Se le nubló la vista. Unas garras le sujetaron los brazos y lo levantaron en el aire. Debajo, las ruedas del tren chirriaron y el metal hizo un ruido estruendoso. El cristal se hizo añicos. Los pasajeros gritaron.

Cuando se le aclaró la vista, vio a la bestia que lo estaba llevando hacia arriba. Tenía el cuerpo de una pantera—lustroso, negro y felino—, con las alas y la cabeza de un águila. Sus ojos emitían un brillo rojo sangre.

Percy se retorció. Las garras delanteras del monstruo le rodeaban los brazos como unos brazaletes de acero. No podía liberarse ni alcanzar su lanza. Se elevaba más y más en el frío viento. No tenía ni idea de adónde lo llevaba el monstruo, pero estaba seguro de que el lugar no le gustaría cuando llegara.

Rugió de frustración. Entonces Hazel apareció a toda velocidad, habiéndose elevado con un poderoso salto, y decapitó al monstruo con un movimiento de su espada.

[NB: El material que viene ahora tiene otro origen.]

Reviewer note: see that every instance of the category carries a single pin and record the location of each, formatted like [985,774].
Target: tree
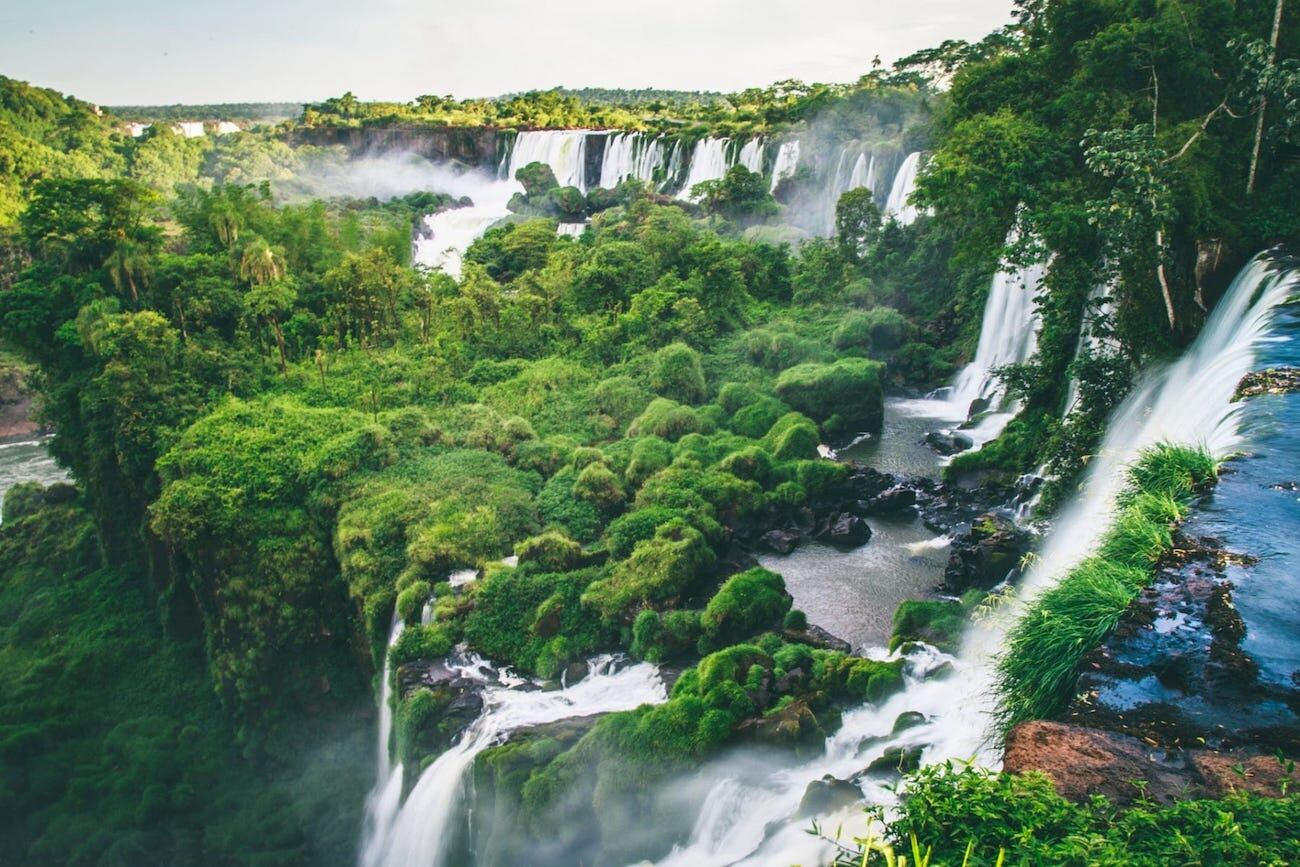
[271,302]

La criatura lo soltó.

Percy se cayó y chocó con estrépito contra unas ramas de árbol hasta que se estrelló contra un ventisquero. Lanzó un quejido, contemplando el enorme pino que acababa de hacer trizas.

Consiguió ponerse en pie. No parecía que tuviera nada roto. Frank estaba a su izquierda, una criatura se abalanzó sobre él, pero el chico la repelió con una patada. Hazel aterrizó a sus espaldas creando un cráter a su alrededor, alzó su arma para encarar a las criaturas, pero había demasiadas arremolinándose alrededor de ellos, al menos una docena.

Percy sacó a Contracorriente. Perforó el ala de un monstruo y lo mandó girando en espiral contra un árbol, y a continuación empaló a otro y lo lanzó hacia un lado. Pero los vencidos se recomponían enseguida.

—¿Qué son estos parásitos?—exigió saber.

—¡Grifos!—dijo Hazel—. ¡Tenemos que impedir que se acerquen al tren!

Percy vio a lo que se refería. Los vagones del tren se habían volcado, y sus techos se habían hecho añicos. Los turistas iban dando traspiés de acá para allá, conmocionados. Percy no vio a nadie que hubiera resultado gravemente herido, pero los grifos se lanzaban en picado hacia cualquier cosa que se moviera. Lo único que los mantenía alejados de los mortales era un reluciente guerrero gris vestido de camuflaje: el spartus de Frank.

Percy echó un vistazo y se fijó en que la lanza de Frank había desaparecido.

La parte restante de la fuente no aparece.